Ce que j’ai vécu samedi midi, alors qu’environ 20 000 personnes se sont rassemblées au Quartier des spectacles pour célébrer la Victoire de Montréal et sa conquête de la coupe Walter, m’a ramené 33 ans en arrière. À pareille date, j’étais sur la rue Sherbrooke pour souligner la 24e conquête de la coupe Stanley du Canadien.

Il n’y avait pas autant de monde samedi. Mais lorsque tu te retrouves au cœur d’une foule, comme je l’étais au Quartier des spectacles, ou sur la rue Sherbrooke près du parc La Fontaine à 16 ans, la différence entre 20 000 et 100 000 personnes devient presque abstraite. Tout ce que tu vois, ce sont des gens à perte de vue.

C’est là que le vertige s’installe.
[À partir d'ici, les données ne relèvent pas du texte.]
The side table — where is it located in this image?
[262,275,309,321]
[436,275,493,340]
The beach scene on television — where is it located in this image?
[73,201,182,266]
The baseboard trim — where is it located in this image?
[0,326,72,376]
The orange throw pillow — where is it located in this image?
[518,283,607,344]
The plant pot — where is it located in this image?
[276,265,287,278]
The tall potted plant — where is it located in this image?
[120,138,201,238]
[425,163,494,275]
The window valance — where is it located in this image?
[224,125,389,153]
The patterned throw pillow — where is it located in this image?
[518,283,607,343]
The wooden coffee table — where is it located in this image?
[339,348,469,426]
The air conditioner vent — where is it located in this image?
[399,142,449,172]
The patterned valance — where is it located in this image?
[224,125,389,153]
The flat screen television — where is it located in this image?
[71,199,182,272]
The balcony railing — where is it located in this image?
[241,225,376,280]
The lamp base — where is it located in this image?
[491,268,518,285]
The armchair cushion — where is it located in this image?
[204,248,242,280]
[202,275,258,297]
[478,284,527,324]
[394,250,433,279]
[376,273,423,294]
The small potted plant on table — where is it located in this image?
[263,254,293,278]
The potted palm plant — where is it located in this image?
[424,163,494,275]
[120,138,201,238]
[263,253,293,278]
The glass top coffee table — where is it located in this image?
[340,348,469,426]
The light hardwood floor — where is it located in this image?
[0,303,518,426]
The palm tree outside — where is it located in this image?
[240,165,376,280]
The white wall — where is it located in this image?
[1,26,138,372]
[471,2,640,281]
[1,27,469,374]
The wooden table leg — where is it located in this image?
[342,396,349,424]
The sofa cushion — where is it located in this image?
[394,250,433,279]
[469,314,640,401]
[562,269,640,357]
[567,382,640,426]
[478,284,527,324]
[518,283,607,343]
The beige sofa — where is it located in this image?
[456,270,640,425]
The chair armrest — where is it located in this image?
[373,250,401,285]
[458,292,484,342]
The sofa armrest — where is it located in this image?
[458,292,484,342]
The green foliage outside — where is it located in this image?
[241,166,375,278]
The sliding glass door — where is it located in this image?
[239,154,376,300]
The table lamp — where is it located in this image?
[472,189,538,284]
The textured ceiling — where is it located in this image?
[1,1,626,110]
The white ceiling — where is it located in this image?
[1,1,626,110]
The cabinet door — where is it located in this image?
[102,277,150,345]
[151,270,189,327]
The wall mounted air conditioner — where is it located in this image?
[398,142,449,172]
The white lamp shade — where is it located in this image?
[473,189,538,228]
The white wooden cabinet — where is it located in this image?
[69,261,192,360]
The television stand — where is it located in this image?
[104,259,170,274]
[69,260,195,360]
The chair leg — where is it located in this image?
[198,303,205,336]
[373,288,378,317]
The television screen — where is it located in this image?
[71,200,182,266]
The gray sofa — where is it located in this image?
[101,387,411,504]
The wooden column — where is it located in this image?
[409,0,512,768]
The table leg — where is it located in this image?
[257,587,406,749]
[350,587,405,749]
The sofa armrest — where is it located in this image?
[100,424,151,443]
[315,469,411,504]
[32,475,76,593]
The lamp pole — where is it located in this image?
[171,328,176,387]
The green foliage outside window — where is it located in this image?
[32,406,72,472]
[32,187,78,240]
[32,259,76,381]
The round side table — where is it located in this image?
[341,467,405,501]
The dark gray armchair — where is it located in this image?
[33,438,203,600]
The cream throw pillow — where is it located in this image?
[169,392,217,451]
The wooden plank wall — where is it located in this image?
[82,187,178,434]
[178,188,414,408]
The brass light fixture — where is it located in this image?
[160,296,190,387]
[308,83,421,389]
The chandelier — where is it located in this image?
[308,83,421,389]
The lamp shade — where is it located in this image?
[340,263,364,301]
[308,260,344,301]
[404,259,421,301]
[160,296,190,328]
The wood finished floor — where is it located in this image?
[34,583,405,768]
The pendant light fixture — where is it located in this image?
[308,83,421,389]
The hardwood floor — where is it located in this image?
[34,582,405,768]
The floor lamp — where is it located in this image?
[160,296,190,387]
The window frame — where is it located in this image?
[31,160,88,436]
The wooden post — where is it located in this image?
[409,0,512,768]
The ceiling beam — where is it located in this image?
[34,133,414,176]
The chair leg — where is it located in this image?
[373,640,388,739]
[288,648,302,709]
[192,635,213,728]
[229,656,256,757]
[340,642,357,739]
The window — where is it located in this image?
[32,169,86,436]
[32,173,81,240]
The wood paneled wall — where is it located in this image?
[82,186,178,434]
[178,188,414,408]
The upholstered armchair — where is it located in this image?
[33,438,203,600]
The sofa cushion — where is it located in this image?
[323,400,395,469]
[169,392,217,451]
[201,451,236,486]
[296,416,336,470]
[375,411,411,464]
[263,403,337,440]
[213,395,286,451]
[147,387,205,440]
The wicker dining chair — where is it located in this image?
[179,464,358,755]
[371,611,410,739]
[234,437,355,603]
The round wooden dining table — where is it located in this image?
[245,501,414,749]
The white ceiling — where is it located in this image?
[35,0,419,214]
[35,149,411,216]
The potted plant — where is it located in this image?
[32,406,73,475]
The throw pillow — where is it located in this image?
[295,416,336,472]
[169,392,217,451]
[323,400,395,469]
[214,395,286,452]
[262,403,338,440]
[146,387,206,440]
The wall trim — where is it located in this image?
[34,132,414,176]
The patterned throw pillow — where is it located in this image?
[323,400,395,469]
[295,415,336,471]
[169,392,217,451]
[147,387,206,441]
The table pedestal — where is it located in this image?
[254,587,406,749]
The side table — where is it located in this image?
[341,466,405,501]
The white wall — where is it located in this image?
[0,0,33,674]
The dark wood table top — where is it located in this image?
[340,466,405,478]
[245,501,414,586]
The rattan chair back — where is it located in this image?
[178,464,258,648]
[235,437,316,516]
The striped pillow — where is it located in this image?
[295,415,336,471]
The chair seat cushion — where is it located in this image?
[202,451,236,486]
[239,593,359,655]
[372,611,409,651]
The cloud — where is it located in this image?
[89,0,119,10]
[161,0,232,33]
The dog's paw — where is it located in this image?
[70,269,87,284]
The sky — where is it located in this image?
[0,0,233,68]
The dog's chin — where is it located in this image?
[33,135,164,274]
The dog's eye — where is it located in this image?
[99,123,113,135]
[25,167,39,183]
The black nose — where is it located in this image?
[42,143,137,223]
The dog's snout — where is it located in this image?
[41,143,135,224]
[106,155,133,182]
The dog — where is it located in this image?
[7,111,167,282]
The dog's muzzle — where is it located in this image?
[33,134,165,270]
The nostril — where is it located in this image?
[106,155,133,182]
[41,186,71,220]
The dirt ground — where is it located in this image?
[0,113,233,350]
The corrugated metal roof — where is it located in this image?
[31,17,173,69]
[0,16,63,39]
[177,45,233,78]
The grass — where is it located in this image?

Tu cesses de compter et tu te laisses simplement porter par le moment.

Et croyez-moi, j’ai eu les mêmes frissons, la même émotion et j’en garderai un précieux souvenir que j’espère encore me rappeler dans 33 ans.

L’autre différence, c’est au lieu de célébrer Patrick, Vincent et Éric, on célébrait Marie-Philip, Ann-Renée et Catherine.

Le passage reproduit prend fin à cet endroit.